Jerome Powell largely stuck to the dour script in prepared remarks delivered during a hotly-anticipated webinar on Wednesday.
The Fed chair described an economy reeling from an unprecedented shock, the likes of which most living human beings have never witnessed.
“People have put their lives and livelihoods on hold, making enormous sacrifices to protect not just their own health and that of their loved ones, but also their neighbors and the broader community”, he said, adding that “while we are all affected, the burden has fallen most heavily on those least able to bear it”.
As ever, critics will (justifiably) charge that the Fed’s own policies have exacerbated inequality, thereby making situations like the current debacle worse by leaving middle- and lower-income Americans even more vulnerable.
For example, it is not a coincidence that some measures of inequality increased at the onset of the Fed’s response to the GFC. The visual below is a poignant example.
Measures aimed at shoring up market confidence will tend to perpetuate that trend and others like it. As the Fed bolsters asset prices, the wealth of those in whose hands those assets are concentrated will grow disproportionately. The benefits of rising stock and bond prices are not linear – they accrue exponentially. That means the rich will get richer, yes, but it also means the very rich will see their lead on the “merely” rich balloon too.
In any event, Powell and the Fed have no choice but to pull out all the stops. Charges of “moral hazard” and concerns about forestalling the purge of misallocated capital (thereby perpetuating “zombie” dynamics) notwithstanding, it’s clearly not advisable for the central bank to stand aside and let the entire economy implode.
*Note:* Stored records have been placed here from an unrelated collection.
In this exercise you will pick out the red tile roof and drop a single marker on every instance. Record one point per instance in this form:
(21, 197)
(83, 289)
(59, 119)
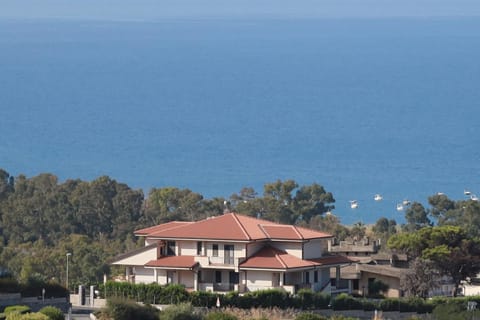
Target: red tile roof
(231, 226)
(272, 258)
(186, 262)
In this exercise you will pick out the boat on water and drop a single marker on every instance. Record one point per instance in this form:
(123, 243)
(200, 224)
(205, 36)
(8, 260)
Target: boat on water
(353, 204)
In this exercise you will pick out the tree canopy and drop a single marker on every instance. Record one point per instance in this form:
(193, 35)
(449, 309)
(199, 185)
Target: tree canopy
(452, 252)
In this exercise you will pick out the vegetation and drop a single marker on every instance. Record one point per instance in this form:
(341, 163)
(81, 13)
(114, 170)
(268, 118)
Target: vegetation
(41, 219)
(449, 249)
(52, 313)
(121, 309)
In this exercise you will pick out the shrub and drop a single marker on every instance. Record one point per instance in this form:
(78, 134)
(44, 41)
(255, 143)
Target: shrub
(203, 299)
(219, 316)
(309, 316)
(52, 313)
(368, 305)
(125, 310)
(389, 304)
(9, 285)
(451, 311)
(183, 311)
(377, 287)
(27, 316)
(267, 298)
(305, 299)
(17, 309)
(346, 302)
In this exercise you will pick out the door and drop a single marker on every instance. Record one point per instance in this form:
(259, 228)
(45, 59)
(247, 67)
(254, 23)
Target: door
(275, 279)
(228, 254)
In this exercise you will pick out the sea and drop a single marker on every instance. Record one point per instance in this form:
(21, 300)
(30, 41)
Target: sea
(360, 106)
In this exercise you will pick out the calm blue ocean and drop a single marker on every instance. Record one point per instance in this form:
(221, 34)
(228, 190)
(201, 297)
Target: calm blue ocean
(360, 106)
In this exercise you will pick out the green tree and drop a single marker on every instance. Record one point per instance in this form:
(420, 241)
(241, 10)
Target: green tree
(384, 228)
(168, 204)
(420, 278)
(417, 217)
(449, 249)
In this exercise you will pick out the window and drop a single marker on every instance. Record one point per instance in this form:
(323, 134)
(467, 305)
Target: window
(234, 277)
(355, 284)
(228, 254)
(170, 248)
(199, 248)
(218, 276)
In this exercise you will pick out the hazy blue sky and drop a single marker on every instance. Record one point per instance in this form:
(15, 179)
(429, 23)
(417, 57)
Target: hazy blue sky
(158, 9)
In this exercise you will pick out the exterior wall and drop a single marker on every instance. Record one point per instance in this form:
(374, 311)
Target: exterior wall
(139, 259)
(143, 275)
(254, 247)
(293, 248)
(162, 277)
(238, 251)
(315, 248)
(186, 248)
(258, 280)
(292, 278)
(393, 284)
(186, 278)
(149, 241)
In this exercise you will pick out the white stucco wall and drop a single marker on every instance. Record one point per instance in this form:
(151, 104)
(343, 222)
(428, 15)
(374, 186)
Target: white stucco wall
(258, 280)
(139, 259)
(150, 241)
(186, 278)
(161, 277)
(315, 248)
(187, 248)
(238, 250)
(143, 275)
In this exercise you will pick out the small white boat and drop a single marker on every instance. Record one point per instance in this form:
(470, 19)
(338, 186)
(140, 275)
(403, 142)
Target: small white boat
(353, 204)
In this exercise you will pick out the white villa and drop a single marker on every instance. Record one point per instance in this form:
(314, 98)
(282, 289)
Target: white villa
(233, 252)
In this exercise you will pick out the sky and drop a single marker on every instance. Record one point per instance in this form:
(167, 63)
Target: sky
(145, 10)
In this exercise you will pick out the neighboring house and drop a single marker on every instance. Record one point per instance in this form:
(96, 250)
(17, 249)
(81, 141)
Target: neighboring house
(369, 266)
(232, 252)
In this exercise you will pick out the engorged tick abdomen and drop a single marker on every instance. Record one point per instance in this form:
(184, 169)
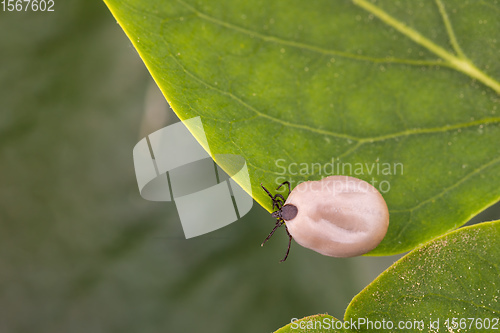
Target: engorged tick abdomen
(338, 216)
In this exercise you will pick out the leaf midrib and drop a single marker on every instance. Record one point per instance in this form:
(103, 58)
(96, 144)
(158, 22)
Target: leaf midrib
(459, 63)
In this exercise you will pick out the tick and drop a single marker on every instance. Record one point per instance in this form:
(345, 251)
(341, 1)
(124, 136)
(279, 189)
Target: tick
(337, 216)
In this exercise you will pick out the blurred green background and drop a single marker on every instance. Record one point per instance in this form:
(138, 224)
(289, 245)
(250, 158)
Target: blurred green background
(81, 251)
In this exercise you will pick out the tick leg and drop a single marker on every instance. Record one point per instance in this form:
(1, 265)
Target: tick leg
(289, 243)
(287, 183)
(278, 224)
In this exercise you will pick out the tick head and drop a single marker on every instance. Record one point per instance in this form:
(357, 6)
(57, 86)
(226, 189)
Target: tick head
(288, 212)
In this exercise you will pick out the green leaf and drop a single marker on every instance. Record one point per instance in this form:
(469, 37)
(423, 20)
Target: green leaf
(454, 276)
(313, 324)
(401, 94)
Only a fanatic would suggest as much.
“A Fed survey being released tomorrow reflects findings similar to many others: Among people who were working in February, almost 40% of those in households making less than $40,000 a year had lost a job in March”, Powell said Wednesday, underscoring the plight of middle- and lower-income Americans. “This reversal of economic fortune has caused a level of pain that is hard to capture in words, as lives are upended amid great uncertainty about the future”.
Indeed. Crucially, the Fed chair emphasized that more fiscal help is likely necessary, irrespective of jitters about the national debt or the deficit.
“Additional fiscal support could be costly, but worth it if it helps avoid long-term economic damage and leaves us with a stronger recovery”, he remarked, adding that “this tradeoff is one for our elected representatives, who wield powers of taxation and spending”.
On Tuesday, budget hawks pretended to be aghast at a record monthly deficit of $737.9 billion for April. Spending was nearly $1 trillion. Typically, the month shows a surplus from tax payments, which were obviously deferred this year.
House Democrats are looking to push a $3 trillion package of measures through Congress in order to provide extra relief and bolster the economy once the shutters are lifted and business resumes across the country.
Nancy Pelosi is angling to secure funding for state and local governments, as well as more money for direct cash payments, expanded unemployment insurance and food assistance. There’s a summary embedded below.
The Senate won’t pass it as written, but the point is to send a message to public: Democrats want to do more than simply provide “bridge liquidity” – they want to inject actual stimulus.
Trump claims to be in “no rush” on a fourth relief bill and Mitch McConnell lampooned Democrats’ proposal on Tuesday, calling it a “big laundry list of pet priorities” – as though there’s something that’s funny about the situation.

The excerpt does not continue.